If you don't care about pretty, you can make a slingshot with a saw and a sharp knife from a treefork, bend a sturdy frame out of wire coathangers, or use a cheap coping saw to cut one out of a board. I've done all three, although I cheated and used a friend's scroll saw for the board cut. Mine don't look good, but they shoot as straight as the custom made and mass produced slingshots I own.


----------



## All Buns Glazing

Gonks, eh? We called em gings when we were a kid. Seems most states have a different name for em in oz.


----------



## bullseyeben!

Might be time for another Aussie trade session to help a few of us from back out from where you other Aussies have hidden! Come out you other illusive Aussies


----------



## All Buns Glazing

Jay81 left, which is a pisser because he was the only member from my city!


----------



## bullseyeben!

Well we have wombat, Maxpowers, hrawk, I seen rapier say gday the other day. . Timdix was logged in today.. thats a start.. im happy to start a new slingshot in a stout bottle topic if these blokes wanna!


----------



## New dog old tricks

Yea boys I'm keen


----------



## Kwala

New dog old tricks said:


> Yea boys I'm keen


Eh mate, I'm in Brisbane. Several firearms dealers and outdoor stores sell your usual Trumark and Marksmans but I haven't seen anything wooden.

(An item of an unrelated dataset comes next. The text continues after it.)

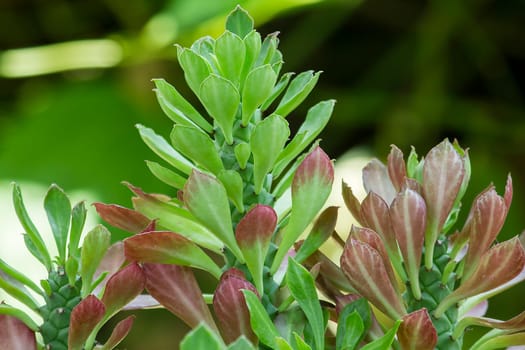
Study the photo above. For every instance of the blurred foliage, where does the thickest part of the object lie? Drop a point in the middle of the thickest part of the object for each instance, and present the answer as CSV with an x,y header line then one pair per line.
x,y
403,72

As you've suggested, I reckon have a crack at making your own. I've got no manual labouring bone in my body yet I've managed to make myself a simple but accurate slingshot (sorry, "shanghai", according to the Weapons Act 1990....) from some iron bark branches I've collected in the bush out the back.

There's a few posts around the place about importing shanghais and you shouldn't have a problem with them as they're not restricted in QLD (unless they have a wrist brace, which makes them a slingshot).

So yeah I reckon have a crack at making some. It's not too hard eh. Plus with the continual heat you've got up there if you find some dead branches, chances are they'll be fairly dry (a Cairns work colleague reminded me on Friday he was wearing shorts and a shirt whilst it was 12 in Bris....)

K


----------



## Lepmiester

In Sydney here.... I just started making my own last week and putting bands on them. after having a natural with tubes (from a surplus store) for a few weeks i needed to get creative.


----------



## Jako

I'm in Brisbane. I have just started making a hammer grip slingshot with a built in ammo holder large enough to hold a standard marble or anything smaller. Everyone should have a shot at making their own as creating your own slingshots is fun and exiting and they can work just as good as a mass produced model or even better. And remember, the function is more important that how pretty it is.

Jackson


----------



## Dr J

Hi, I made a Dragon by Hrawk using Caymanite and I must admit it is a very comfortable SS. I have not banded it as yet, but I am forecasting great shooting experiences with it.


----------



## All Buns Glazing

I just made yet another Dragon (Hrawk's design) with a wide kangaroo pouch, especially for shooting marbles. Love that design and pouch material.


----------



## New dog old tricks

So I've made a few slingshots, worked out well. I'm a tradesman so I'm accustom to working with tools. I made a hammer head, a pfs, and something loosely based on a bill Hayes pocket predator. Still working out what I like best. But I'm of to a flying start. Bloody forgot how much fun this is.


----------